Только сейчас в гостиную вошел Падеревский. Королева поднялась со своего дивана и пошла ему навстречу. Они остановились у входа. Падеревский целовал ей руки, она что-то оживленно говорила. Воспользовавшись этой заминкой, Спыхала увел Марысю боковыми дверями в маленький салон, который в эту минуту был совершенно пуст. Билинская тотчас сбросила маску равнодушия. Спыхала заметил, что она действительно взволнована.
— Подумай, мама умерла, — сказала она, — je suis libre, enfin je suis libre!..[62]
He смея верить в истинное значение этих слов, Спыхала слабо улыбался и, словно желая утешить, держал ее за руку.
— Надо сообщить Текле и Алеку, — снова заговорила она. — Он очень любил свою бабушку.
— В Варшаве уже известно, — почти шепотом убежденно заметил Спыхала.
— Откуда ты знаешь? — спросила Билинская.
— Знаю, — отозвался Спыхала.
Вдруг Мария положила свои белые руки на плечи Казимежу — она была высокая, почти одного роста со Спыхалой, — и, глядя ему в глаза светлыми, даже теперь холодными глазами, произнесла:
— Je t’épouserai, je t’épouserai! [63]
Произнесенные страстным тоном, слова эти навсегда запечатлелись в памяти Спыхалы. Он ждал их с той минуты, как узнал от Янека Вевюрского о смерти старухи. Уж не потому ли Станислав телеграфировал сыну? Он, видно, был как-то заинтересован.
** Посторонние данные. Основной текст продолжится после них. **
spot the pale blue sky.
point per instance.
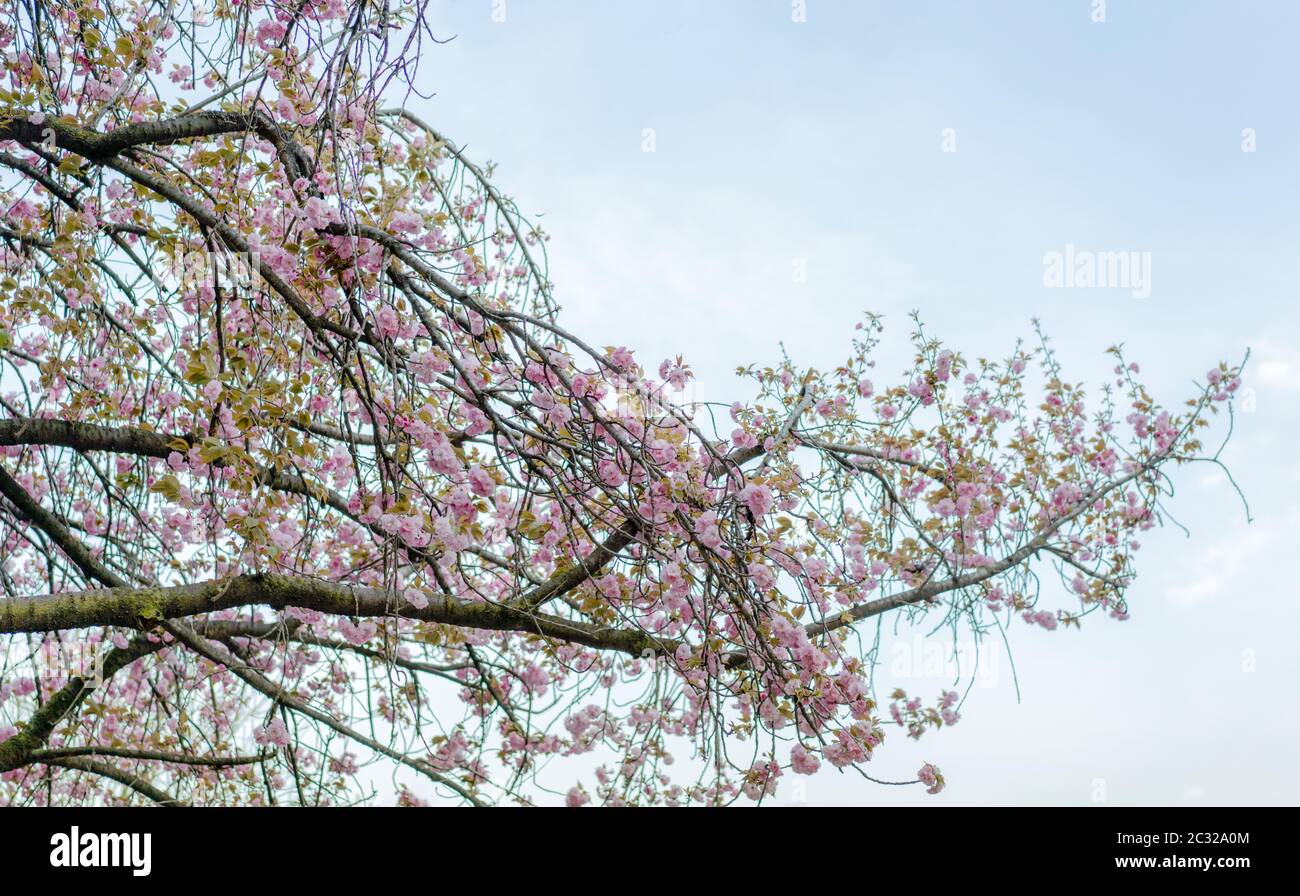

Они вернулись в гостиную. Там было уже много народу. Королева усадила Падеревского в своем углу и занимала его оживленным разговором. Фигура пианиста тонула в тени страусовых перьев супруги посла. Толпа вдруг раздалась, в гостиную вошли польские горцы — оркестр и танцоры, которые приехали в Париж на выставку декоративного искусства. Белые штаны горцев и пестрые платки горянок странно выглядели на фоне золоченой гостиной. Горцы ступали по блестящему паркету, как по родным скалам, уверенные в себе, явно испытывая легкое презрение к окружающим. Старшая горцев в расшитой золотом юбке своей прабабушки, сборчатой и жесткой, как кринолин, шла впереди всех. Вокруг нее увивался какой-то юнец в городском платье. Горцы остановились посреди зала и запиликали «разудалую». Какой-то польский аристократ, румяный, в белых гетрах, стараясь перекричать оркестр, заговорил со старшой. С другой стороны ее атаковала миссис Эванс. Толпа вокруг горцев становилась все плотнее, и гул разговоров начал перекрывать тонкие звуки горских скрипок.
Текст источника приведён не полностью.